Mitarbeit: Angelika Kleinhenz
Jeder kocht sein eigenes Süppchen , manche habe noch gar keine Möglichkeit
das neue Programm zu benutzen und außer viel blabla kam von der bayrischen
Staatsregierung noch herzlich wenig.
Alles auf Kosten des Wahlkampfes :
Die Grünen nörgeln nur was alles falsch läuft , die Freien würden gerne aber können nicht und bei den Schwarzen steht man vor lauter Digitalisierung sich mehr selber im Wege.
Schwarzen steht man
Das Jahr des Echtstarts von Sormas hat man wohl vorsichtshalber aus der Datumsangabe weggelassen. Wenn's dann 2023 oder 2028 wird, kann keiner was sagen.

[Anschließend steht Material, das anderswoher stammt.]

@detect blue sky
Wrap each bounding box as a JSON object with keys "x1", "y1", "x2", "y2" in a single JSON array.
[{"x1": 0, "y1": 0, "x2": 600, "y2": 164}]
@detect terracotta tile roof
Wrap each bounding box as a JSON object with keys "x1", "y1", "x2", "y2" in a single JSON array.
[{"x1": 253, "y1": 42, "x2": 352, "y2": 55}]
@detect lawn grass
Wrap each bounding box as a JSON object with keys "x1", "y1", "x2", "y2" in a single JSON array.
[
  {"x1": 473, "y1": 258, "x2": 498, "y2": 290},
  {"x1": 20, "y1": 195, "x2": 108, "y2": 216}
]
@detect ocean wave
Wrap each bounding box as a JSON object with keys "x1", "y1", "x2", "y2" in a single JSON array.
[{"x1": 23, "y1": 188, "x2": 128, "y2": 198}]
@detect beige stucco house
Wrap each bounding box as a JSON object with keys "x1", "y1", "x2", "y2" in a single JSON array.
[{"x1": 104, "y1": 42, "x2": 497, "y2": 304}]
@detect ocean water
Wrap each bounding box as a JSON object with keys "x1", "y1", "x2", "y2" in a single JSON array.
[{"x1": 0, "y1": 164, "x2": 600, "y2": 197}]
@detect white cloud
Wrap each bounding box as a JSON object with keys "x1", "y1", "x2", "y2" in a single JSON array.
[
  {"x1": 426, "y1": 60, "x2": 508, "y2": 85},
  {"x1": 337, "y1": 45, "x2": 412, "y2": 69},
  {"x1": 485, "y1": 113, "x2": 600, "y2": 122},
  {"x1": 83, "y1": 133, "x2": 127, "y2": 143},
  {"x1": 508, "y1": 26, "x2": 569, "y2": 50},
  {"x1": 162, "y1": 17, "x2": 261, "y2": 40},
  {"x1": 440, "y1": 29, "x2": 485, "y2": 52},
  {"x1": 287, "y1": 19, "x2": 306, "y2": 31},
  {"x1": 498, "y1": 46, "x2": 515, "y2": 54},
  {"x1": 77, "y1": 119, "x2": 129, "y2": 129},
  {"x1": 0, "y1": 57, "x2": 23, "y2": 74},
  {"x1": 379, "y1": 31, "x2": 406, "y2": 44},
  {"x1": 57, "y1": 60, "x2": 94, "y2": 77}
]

Im Ernst: offensichtlich ist den lokal Verantwortlichen nicht bewusst, dass nur eine lückenlose Nutzung der Software den gewünschten Nutzen bringt. Wenn da einige Ämter ausscheren und abwarten, eine "neuere Version" der Software zu nutzen, funktioniert das ganze System nicht. Wie ein Navi, auf dessen Karten immer wieder weiße Flecken sind, völlig nutzlos, da die Routenfindung nicht durch die weißen Flecken planen kann. Nur dass beim Navi keine Menschenleben gefährdet sind.
Man arbeite stattdessen mit einer "selbst programmierten Software". Wahrscheinlich eine Excel Liste, eine Insellösung, die nur dort funktioniert. Wird schon irgendwie klappen. Russisch Roulette im Gesundheitsamt. Ich verstehe die Leute nicht.